Can somebody clarify how hidden Markov models are related to expectation maximization? I have gone through many links but couldn't come up with a clear view.

Thanks!

Best Answer

The EM algorithm (expectation maximization) is a general algorithm for optimization of the likelihood function in cases where the model is specified probabilistically in terms of an observed and an unobserved (latent) component. HMMs (hidden Markov models) are models of this form because they have an unobserved component, the hidden states, and the actual observations are often called the emissions in the HMM terminology.
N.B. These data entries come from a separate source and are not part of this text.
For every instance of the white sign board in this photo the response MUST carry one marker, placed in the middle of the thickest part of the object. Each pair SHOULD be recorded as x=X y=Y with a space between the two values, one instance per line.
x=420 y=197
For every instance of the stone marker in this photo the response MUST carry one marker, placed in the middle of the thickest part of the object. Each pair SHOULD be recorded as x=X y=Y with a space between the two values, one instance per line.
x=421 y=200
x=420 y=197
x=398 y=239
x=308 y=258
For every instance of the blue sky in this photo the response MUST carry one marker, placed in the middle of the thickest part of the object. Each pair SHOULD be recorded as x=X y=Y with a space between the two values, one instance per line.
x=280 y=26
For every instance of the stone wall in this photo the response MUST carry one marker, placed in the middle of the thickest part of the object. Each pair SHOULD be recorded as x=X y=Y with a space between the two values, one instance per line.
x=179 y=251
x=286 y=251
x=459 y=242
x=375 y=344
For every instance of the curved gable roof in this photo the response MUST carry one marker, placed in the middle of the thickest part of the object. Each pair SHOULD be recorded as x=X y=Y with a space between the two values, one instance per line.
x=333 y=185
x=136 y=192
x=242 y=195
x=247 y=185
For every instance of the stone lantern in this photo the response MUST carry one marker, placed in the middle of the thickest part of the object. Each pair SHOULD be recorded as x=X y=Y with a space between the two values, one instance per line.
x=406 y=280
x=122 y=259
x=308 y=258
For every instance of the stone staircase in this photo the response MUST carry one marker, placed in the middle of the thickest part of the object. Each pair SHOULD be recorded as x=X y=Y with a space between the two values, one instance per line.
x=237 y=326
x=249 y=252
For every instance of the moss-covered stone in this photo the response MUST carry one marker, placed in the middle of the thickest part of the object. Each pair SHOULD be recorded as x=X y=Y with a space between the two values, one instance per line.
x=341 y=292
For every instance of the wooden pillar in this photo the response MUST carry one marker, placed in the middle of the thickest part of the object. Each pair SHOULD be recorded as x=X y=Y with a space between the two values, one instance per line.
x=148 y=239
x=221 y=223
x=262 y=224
Hence, HMMs form a class of models for which the EM algorithm can be useful.

In generel, if the model consists of two components $(X,Y)$, which we assume take values in a finite space for simplicity, and if the probabilistic model specification consists of the joint point probabilities $p_{\theta}(x,y)$, parametrized by $\theta$, then the likelihood when observing only $X = x$ is $$L_x(\theta) = \sum_{y} p_{\theta}(x,y).$$ Though the sum looks innocent, it is not. For HMMs the sum will be over all possible transitions between the hidden states, which quickly becomes a formidable number when the length of the observed sequence grows. Fortunately there are algorithms for HMMs (forward-backward) for fast computation of the likelihood, and the likelihood could then, in principle, be plugged into any general purpose optimization algorithm for maksimum-likelihood estimation of $\theta$. The alternative is the EM-algorithm. This is an algorithm that iteratively alternates between

  • the E-step, which is a computation of a conditional expectation given the observed $x$ under the current estimate of $\theta$
  • the M-step, which is a maximization

The EM-algorithm makes most sense if the two steps above can be implemented in a computationally efficient way, e.g. when we have closed form expressions for the conditional expectation and the maximization.

Historically, the general EM-algorithm is credited to Dempster, Laird and Rubin, who proved in their 1977 paper, among other things, that the algorithm leads to a sequence of parameters with monotonely increasing likelihood values. They also coined the term "EM-algorithm". Interestingly, the EM-algorithm for HMMs was described already in 1970 by Baum et al., and is also often referred to as the Baum-Welch algorithm in the HMM literature (I don't know precisely what Welch did ...).